6. Si tudung merah

Awalnya Theo hanya ingin mengajari Lenna cara memetik senar dengan benar, pada akhirnya hal ini mengikuti hal itu hingga menjadi hal lain yang tak bisa Theo bayangkan. Pagi ini Theo bangun di kasur bersama Lenna, mereka berdua telanjang, dan jika ingatan Theo tidak bohong dirinya sudah tidak perawan lagi. Jika Theo masih Theo Donovan -Putri Oldstone- ini adalah skandal. Tapi dirinya sekarang adalah Renna dari Rabbah.

Rasanya hampir selamanya sejak Theo nekat melompat dari menara putri. Beruntungnya tak ada yang mencari, atau mungkin mereka sudah mencari tapi Theo tak ketemu. Karena Renna -tak seperti Theo- punya rambut pendek dan bertudung merah. Cerita yang Ia bagikan ke orang-orang adalah pedagang lari dari perang seperti banyak orang Rabbah yang ada di sini.

Lenna disampingnya tampak tak berniat untuk bangun. Tidak mengejutkan karena semalam mereka cukup energetik. Siapa yang menyangka penyair cantik ini punya banyak pengalaman. Renna beranjak dari kasur, berpakaian, buka jendela dan disambut huru-hara. Diluar lebih ramai ketimbang kemarin. Seperti festival panen yang pernah Theo hadiri dulu, dimasa saat Ayah dan Ibu masih bersama, sebelum Theo diberi pedang. Bendera seribu warna digantung bersama dengan bendera serigala berekor dua, panji Klan Roqhan.

Renna menoleh menemukan Lenna mengusap mata sambil menguap. "Renna sudah bangun?" Lenna menoleh mencari Renna.

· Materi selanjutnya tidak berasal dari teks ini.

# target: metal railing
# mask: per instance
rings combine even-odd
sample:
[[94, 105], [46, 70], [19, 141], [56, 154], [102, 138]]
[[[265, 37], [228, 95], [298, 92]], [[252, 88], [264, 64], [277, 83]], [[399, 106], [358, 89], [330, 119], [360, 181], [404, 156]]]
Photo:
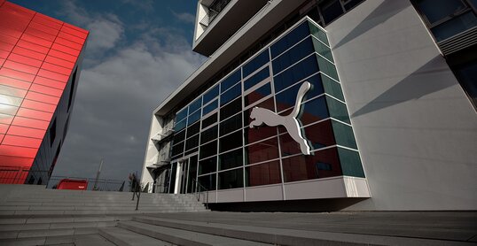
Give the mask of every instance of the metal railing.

"Kelihatannya, iya" Ia tak menunggu jawaban. "Berapa banyak tarifmu?" ucap Renna centil. Pertanyaan itu mengusir kantuk Lenna.

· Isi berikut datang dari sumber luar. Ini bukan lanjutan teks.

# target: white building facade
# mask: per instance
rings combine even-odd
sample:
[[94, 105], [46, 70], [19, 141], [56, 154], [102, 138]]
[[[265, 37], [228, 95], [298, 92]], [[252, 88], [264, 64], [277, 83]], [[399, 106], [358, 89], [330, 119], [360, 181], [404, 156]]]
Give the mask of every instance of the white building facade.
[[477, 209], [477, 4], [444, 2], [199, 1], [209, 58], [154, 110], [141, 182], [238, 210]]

"Aku bukan pelacur!" Lenna bersikeras. "Kan sudah kubilang semalam" itu setengah benar. Dulunya Lenna itu pelacur, sekarang tidak. Tapi dia selalu diingatkan. Semalam saja ada orang yang mengingatkan Lenna dengan koin perak. Lenna menolak dan tatapan Theo menakutinya.

Ia sebaiknya meminta maaf. "Kalau begitu aku minta maaf, itu lelucon yang buruk" karena Renna bukan Theo Donovan. "Beritahu aku ada apa diluar" Renna menunjuk keluar jendela. Lenna beranjak membawa selimut untuk menutupi sebagian tubuh dan kemaluannya. Yang mana penampakannya membuat Renna ingin mendorong Lenna ke kasur dan menikmatinya lagi. Ia tahan godaan itu pada akhirnya.

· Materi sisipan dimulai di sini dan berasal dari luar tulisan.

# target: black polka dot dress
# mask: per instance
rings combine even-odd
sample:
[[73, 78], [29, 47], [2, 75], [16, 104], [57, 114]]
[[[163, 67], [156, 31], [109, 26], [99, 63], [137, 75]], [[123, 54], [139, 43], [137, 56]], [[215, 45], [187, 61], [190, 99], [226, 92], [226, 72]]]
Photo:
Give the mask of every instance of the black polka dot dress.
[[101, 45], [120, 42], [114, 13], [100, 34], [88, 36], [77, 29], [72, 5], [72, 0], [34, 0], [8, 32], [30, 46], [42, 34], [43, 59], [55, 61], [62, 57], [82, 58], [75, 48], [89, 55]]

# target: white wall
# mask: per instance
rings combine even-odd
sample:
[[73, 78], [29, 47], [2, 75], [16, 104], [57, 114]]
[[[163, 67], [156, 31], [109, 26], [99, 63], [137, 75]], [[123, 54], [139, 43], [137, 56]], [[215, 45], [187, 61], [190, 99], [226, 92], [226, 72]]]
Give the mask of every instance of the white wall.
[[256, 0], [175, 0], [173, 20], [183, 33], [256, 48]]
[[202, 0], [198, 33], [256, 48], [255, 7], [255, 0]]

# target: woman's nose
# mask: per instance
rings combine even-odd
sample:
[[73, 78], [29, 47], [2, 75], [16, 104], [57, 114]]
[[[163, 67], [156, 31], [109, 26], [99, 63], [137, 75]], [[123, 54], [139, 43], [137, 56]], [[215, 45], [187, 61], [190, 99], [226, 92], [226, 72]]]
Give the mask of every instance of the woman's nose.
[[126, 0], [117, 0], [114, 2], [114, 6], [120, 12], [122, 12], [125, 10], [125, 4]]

Lenna mengintip dunia luar dari jendela tak cukup besar untuk dua orang. "Ini hari putri Helianha akan datang" untuk apa? Apa dia tersesat? Kampung Vaalen memang punya pesona tersendiri dengan jalan batu abu-abu penuh retak, tugu berjanggut lumut dan menara batu setengah roboh. Tetap saja ini bukan tempat untuk seorang putri. Lenna menjawab pertanyaan Renna sebelum ditanyakan.

"Beliau datang untuk mengadakan majelis perempuan" majelis biasanya diadakan oleh penguasa dan tempatnya di kastil mereka, bukan di kampung yang hanya punya satu penginapan. Tetap saja bendera dan panji ini nyata.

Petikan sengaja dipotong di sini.